Deploy Python With Deb

Posted on | 439 words | ~3 mins

One of the worst parts about working with python is how to share your code, or deploy it on another machine. If you’re following preferred practices, then you’re probably developing using a virtual environment. But that means you need a way to have the same environment where your app is going to run. Either your users need to go through several steps to create a virtual environment and then install your app and its dependencies to it, or you need to ship the environment along with your app. Or you start having to use containers.

For most python web apps, there is little or no advantage to kubernetes (or Docker Swarm). You want to run your app using something like gunicorn, uvicorn, hypercorn, and possibly have these running behind nginx or apache. You probably also want a database and some other services to be running as well. Your deployment environment may well be a single VM that you’ve created just for this purpose, so having to get kubernetes up and running seems redundant.

Assuming you’re running something like Ubuntu, or CentOS, then why can’t you use your package manager to install your app for you? Inspired by this blog post by nylas, I decided to have a look at whether this would be possible for an internal web app that I’ve developed.

The application to deploy

The app has a simple web interface that talks to a DB, and a couple more system services that need to be running as well. The DB is postgresql, as that’s my DB of choice.
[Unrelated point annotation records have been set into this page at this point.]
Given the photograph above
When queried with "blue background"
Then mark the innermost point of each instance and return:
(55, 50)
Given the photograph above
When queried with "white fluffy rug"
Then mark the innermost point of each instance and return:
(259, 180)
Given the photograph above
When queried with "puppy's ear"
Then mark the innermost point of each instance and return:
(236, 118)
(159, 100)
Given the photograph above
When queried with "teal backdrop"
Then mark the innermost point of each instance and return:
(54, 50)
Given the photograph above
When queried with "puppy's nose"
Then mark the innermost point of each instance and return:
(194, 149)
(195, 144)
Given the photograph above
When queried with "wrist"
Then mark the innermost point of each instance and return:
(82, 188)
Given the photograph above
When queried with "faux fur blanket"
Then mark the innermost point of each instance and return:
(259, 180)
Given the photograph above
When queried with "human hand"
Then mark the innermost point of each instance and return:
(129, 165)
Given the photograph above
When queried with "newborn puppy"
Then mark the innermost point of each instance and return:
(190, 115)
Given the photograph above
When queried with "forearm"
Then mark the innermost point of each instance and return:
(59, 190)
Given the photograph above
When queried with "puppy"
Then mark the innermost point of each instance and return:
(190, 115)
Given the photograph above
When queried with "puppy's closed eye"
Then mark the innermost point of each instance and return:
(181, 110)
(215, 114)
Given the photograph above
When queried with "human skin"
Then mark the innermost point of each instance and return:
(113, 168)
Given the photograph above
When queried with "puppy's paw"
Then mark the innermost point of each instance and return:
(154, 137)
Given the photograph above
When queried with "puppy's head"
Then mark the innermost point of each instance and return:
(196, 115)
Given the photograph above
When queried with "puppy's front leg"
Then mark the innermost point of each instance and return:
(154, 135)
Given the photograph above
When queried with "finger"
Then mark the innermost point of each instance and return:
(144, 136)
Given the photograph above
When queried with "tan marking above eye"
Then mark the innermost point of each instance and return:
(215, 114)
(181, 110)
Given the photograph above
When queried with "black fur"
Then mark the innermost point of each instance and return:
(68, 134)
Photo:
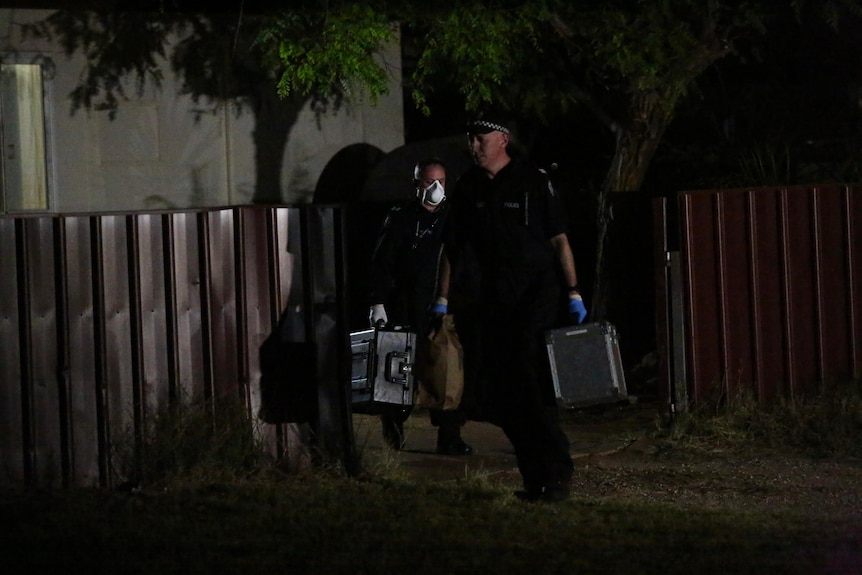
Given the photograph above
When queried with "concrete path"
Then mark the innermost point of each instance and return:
(595, 430)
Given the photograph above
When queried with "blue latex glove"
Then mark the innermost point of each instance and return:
(577, 308)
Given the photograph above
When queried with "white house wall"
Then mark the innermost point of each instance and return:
(160, 153)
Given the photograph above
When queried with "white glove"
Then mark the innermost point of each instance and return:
(376, 314)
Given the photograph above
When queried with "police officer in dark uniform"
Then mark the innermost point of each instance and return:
(403, 280)
(508, 219)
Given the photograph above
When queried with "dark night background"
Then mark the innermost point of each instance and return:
(786, 112)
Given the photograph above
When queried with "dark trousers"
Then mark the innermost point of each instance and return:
(518, 391)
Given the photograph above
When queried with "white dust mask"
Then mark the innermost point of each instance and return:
(433, 194)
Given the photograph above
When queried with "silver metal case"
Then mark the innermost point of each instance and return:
(382, 377)
(585, 364)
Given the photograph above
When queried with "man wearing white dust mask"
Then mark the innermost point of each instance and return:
(403, 281)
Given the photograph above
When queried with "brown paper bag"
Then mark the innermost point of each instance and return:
(441, 375)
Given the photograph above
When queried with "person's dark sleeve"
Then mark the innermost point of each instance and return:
(554, 213)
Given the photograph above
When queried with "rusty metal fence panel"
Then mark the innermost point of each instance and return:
(772, 284)
(105, 317)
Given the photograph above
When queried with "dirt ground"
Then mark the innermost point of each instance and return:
(619, 455)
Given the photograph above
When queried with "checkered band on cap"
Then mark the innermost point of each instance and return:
(485, 126)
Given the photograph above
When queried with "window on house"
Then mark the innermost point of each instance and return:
(22, 135)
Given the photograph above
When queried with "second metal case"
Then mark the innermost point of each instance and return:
(586, 364)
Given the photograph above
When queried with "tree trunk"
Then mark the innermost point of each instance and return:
(636, 144)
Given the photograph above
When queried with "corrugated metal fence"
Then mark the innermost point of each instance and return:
(103, 317)
(765, 291)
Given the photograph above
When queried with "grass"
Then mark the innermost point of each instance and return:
(329, 525)
(828, 423)
(213, 503)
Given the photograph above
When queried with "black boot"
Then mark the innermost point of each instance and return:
(449, 440)
(393, 431)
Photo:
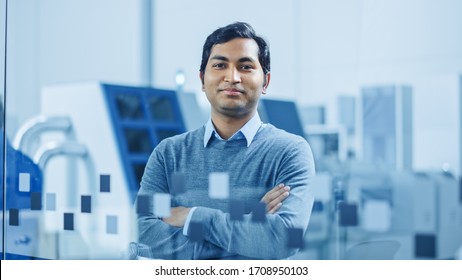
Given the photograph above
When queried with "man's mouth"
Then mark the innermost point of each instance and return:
(232, 91)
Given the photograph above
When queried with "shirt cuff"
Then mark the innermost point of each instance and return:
(188, 220)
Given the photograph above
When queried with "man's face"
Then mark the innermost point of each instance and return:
(233, 79)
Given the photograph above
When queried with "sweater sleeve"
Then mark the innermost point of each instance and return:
(165, 241)
(269, 239)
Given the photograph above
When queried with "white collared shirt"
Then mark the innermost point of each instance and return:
(249, 130)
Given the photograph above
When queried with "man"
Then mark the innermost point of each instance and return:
(263, 163)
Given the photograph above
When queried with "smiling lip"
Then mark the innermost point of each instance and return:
(232, 91)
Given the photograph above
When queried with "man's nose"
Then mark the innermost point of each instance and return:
(233, 75)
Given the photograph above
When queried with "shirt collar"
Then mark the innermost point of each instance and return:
(249, 130)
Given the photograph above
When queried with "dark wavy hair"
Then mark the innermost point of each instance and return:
(232, 31)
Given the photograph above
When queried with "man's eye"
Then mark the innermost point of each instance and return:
(219, 65)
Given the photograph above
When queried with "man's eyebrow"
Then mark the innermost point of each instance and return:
(223, 58)
(219, 57)
(246, 59)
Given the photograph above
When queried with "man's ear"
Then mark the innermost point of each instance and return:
(201, 76)
(266, 82)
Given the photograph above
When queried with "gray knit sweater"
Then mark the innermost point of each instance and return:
(273, 157)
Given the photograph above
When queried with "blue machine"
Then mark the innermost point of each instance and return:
(141, 118)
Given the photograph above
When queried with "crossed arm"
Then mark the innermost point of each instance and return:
(273, 200)
(223, 237)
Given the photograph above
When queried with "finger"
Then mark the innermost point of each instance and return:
(275, 209)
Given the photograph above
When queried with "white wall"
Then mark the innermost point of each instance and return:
(321, 49)
(56, 41)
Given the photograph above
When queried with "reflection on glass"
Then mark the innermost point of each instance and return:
(161, 109)
(129, 106)
(138, 140)
(162, 134)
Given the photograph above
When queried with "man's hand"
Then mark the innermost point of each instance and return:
(177, 217)
(274, 198)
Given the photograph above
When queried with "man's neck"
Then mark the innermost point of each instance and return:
(227, 127)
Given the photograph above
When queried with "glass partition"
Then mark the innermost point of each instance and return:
(2, 111)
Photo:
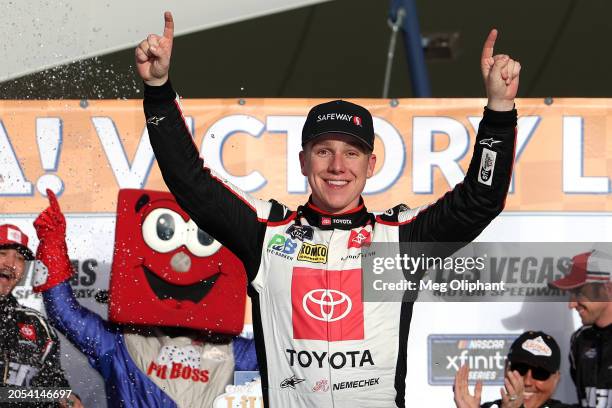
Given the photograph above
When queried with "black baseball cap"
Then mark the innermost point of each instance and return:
(339, 117)
(536, 349)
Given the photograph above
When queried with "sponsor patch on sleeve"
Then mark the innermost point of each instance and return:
(487, 166)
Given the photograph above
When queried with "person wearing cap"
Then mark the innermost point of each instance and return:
(589, 284)
(531, 376)
(318, 343)
(29, 345)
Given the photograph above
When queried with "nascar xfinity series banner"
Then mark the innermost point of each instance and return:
(86, 151)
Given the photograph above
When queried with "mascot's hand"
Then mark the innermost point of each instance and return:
(52, 263)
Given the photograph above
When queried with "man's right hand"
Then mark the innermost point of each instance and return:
(153, 54)
(52, 262)
(463, 398)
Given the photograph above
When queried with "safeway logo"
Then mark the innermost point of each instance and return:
(326, 304)
(326, 301)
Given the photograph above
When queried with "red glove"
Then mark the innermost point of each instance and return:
(52, 263)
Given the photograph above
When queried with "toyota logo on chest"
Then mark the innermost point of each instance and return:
(327, 304)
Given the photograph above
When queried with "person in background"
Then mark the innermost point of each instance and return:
(531, 376)
(29, 345)
(590, 287)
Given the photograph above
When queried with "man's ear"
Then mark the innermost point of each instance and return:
(371, 165)
(302, 157)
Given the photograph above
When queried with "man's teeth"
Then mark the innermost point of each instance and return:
(337, 182)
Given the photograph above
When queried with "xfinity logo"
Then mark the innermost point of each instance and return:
(328, 302)
(340, 116)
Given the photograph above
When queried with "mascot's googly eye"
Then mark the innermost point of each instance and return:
(199, 242)
(163, 230)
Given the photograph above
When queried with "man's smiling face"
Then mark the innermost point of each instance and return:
(337, 168)
(12, 268)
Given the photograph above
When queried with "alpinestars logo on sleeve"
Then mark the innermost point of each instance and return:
(487, 166)
(154, 120)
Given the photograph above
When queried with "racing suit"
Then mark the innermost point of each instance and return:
(142, 367)
(302, 264)
(30, 349)
(591, 365)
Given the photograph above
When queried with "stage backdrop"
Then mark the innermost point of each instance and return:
(87, 150)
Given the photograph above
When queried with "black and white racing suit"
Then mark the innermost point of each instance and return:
(29, 351)
(309, 355)
(591, 365)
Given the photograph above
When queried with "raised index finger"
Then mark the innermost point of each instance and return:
(52, 200)
(487, 49)
(168, 25)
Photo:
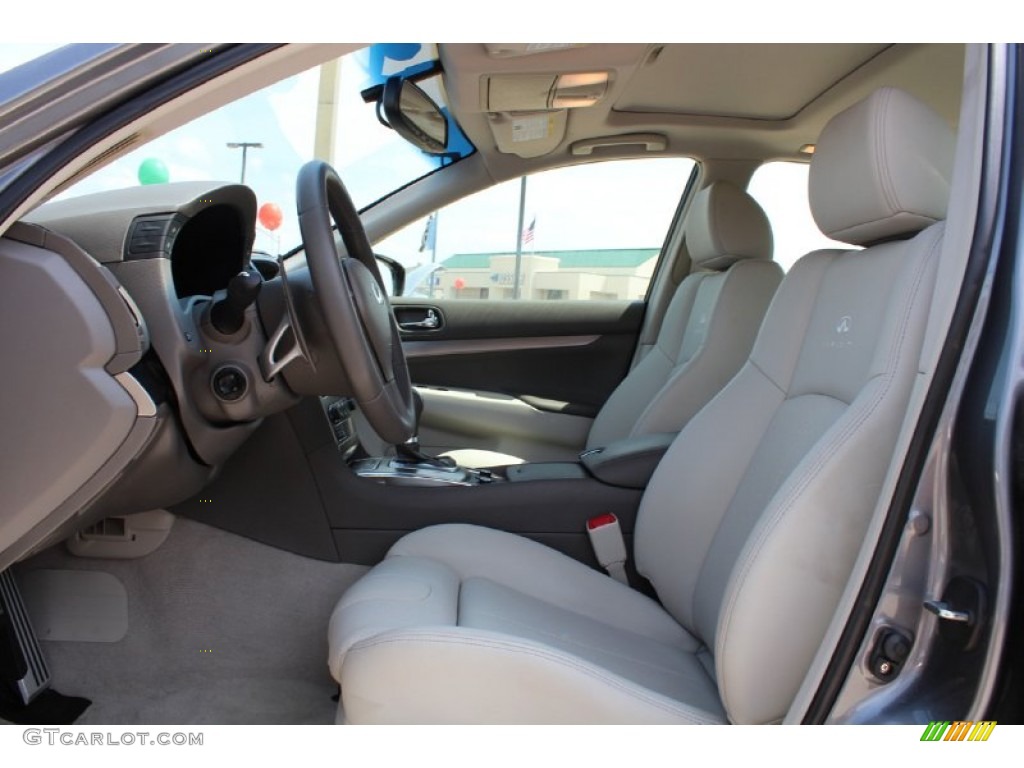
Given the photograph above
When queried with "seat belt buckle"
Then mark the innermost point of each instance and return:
(609, 546)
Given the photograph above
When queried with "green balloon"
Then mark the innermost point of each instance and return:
(153, 171)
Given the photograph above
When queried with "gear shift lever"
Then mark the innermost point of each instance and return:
(410, 453)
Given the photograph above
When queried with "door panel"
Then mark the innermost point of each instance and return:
(464, 419)
(519, 377)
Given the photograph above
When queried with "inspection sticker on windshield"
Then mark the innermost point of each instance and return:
(530, 129)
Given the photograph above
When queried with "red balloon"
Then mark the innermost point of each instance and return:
(270, 215)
For the web app, I’m using Sanic. The framework is very developer friendly, it supports async for handling large amounts of traffic, and it comes with its own high performance web server (including experimental http/3 support. While the performance of the web server is a good feature, it’s the fact that it simplifies deployment that really helps.

The deployment plan

The aim is to create a deb file that will contain the app, its virtual environment, and all other assets. The deb will specify other packages the app depends on (e.g. postgresql). Installing it will also install appropriate systemd units that launch the app and allow it to be controlled with systemctl. Logs will ship to journald. We will also create new users for the app to run under, and make sure that we’re running with least privileges. Installing the app will also create the database it will use in postgres, and create all necessary tables and relations. Future upgrades will allow us to run schema migrations, either as our own SQL, or using our own python script.